CSX reports earnings after Tuesday's bell, but shares of the rail transport company are already dropping.
The stock opened nearly 4 percent lower on Tuesday, after fellow transport company Norfolk Southern warned investors about first-quarter profits and revenue. Norfolk Southern complained of lower volume, particularly due to its exposure to coal.
Shares of CSX rebounded significantly from the lows through Tuesday's trading. But both CSX and Norfolk Southern are down 9 percent this year.
So does the Norfolk Southern warning point to bad earnings numbers ahead from CSX?
David Vernon, who covers both stocks for Sanford Bernstein, says that while "there are some obvious fundamental read-throughs across, in terms of volume weakness, there are also some peculiarities to Norfolk that make it more company-specific, so it's not as directly a negative read-across."

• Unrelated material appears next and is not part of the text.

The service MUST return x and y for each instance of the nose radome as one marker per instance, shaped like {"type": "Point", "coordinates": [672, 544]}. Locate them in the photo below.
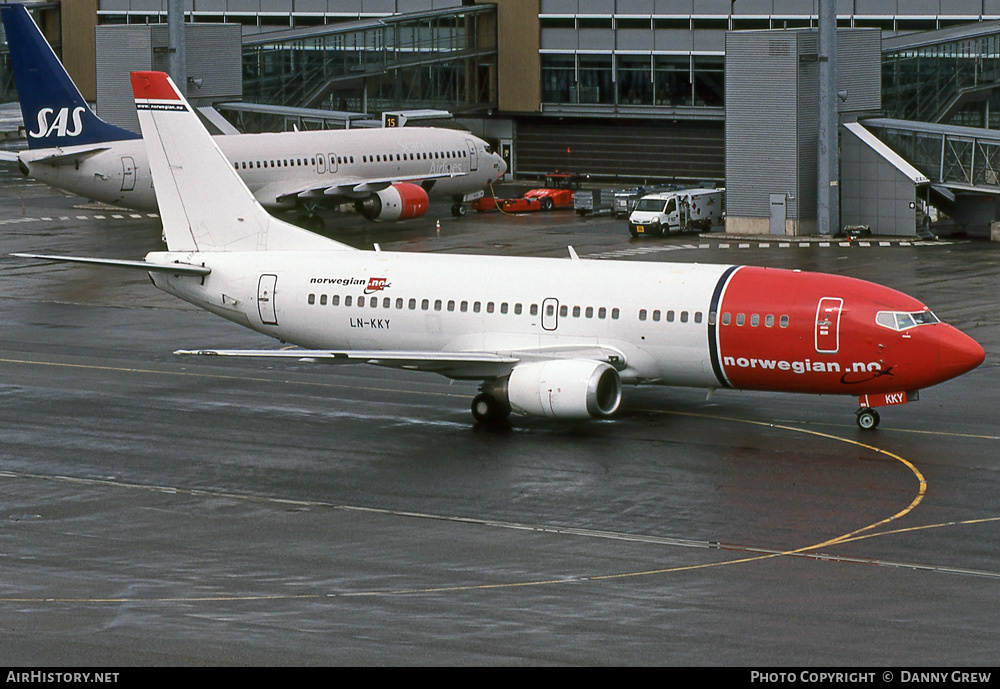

Vernon is a bit down on the whole sector, writing a recent note that "Rail volumes for 1Q:15 are off to a slow start, and as a result rail stocks have been weak relative to the broader market."
The analyst rates CSX as "market perform" with a target of $36.
Technician Ari Wald of Oppenheimer agrees that CSX shares look neutral at best.
"It's too late to sell, with the stock already down 14 percent over the last five months, and coming into support in the $31 to $32 range," Wald said.
"However, the price needs to stabilize and momentum is moderating, so I'm staying away for now," he added.